These words were apparently uttered by legendary college football coach, Paul W. “Bear” Bryant. While the advice is applicable to just about any person or subject matter, a recent federal government report shows that U.S. hospitals are in dire need of a reminder.
According to a Department of Health and Human Services study, hospitals are failing to document their medical errors. The study, an examination of Medicare patients’ records, found that hospital staff failed to report 86 percent of “adverse events,” (harm done to patients as a result of medical care) to their respective internal incident reporting systems.
This systematic failure of hospitals is worrying in a number of ways.

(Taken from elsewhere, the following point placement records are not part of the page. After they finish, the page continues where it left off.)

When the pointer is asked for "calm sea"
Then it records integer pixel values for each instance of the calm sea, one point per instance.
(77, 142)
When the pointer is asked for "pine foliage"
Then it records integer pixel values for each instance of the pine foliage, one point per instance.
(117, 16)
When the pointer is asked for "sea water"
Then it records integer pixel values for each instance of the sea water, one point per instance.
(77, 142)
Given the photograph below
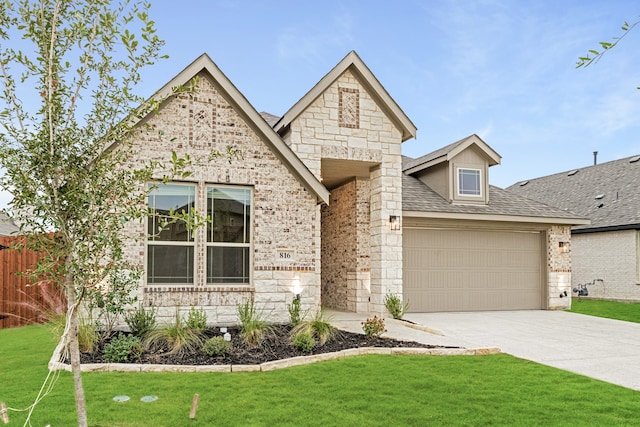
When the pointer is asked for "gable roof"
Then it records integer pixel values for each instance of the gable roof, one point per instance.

Due to the severe underreporting of incidents, the number of actual injuries and deaths from medical errors is probably significantly higher than the oft-quoted estimate, 98,000 deaths annually, reported by an Institute of Medicine report over a decade ago.
Failure to acknowledge medical errors probably also means that hospitals are failing to give victims of medical errors critical information about what caused their injuries. Consequently, hospitals and their staffs are evading accountability for their actions. That is, hospitals are likely failing to acknowledge and compensate patients for injuries caused by errors, particularly preventable ones. And medical providers are not appropriately disciplined for these errors.
Moreover, hospital staffs are likely committing the same errors repeatedly because, if they fail to acknowledge the existence of errors, then they are also failing to change their policies and practices to prevent similar future errors. In fact, the study found that only five reported incidents led to policy or practice changes at a hospital. Quite succinctly, these findings reflect the perilous conditions for patients in hospitals.
Indeed, this study is yet another piece of evidence of the under-recognized patient safety crisis: Less than two years ago, an HHS study estimated that 1.6 million Medicare beneficiaries suffer injuries from medical mistakes costing taxpayers at least $4.4 billion a year. HHS also found that medical mistakes kill 15,000 Medicare patients a month, or 180,000 Medicare deaths per year – more than the IOM’s estimate, which estimated deaths for all U.S. patients.
The HHS Office of Inspector General, which authored the incident reporting study, recommended that HHS agencies work together to create a list of potentially reportable events and technical assistance to hospitals. Developing lists of potential reportable incidents is a logical step to assist hospital staff in tracking medical errors. It is also critical that the public be informed about hospital safety. Hospitals should be required to report incidents and disclose the data to the public. Public disclosure will improve the accountability of medical providers who commit such errors, will lead to changes in hospital policies to prevent the errors, and consequently will reduce the number of medical errors.
So returning to Coach Bryant’s wise words, when adverse events occur, hospitals must:
(1) Admit it. Report the incidents, not just internally, but also to the people affected by the actions – the patients and the public.
(2) Learn from it – Analyze the incident reports. Identify trends in types of errors and infections.
(3) Don’t repeat it – Change the policies and practices to prevent unnecessary deaths and injuries. Discipline those who flout these policies and commit preventable errors. Adequately compensate patients injured by preventable medical errors.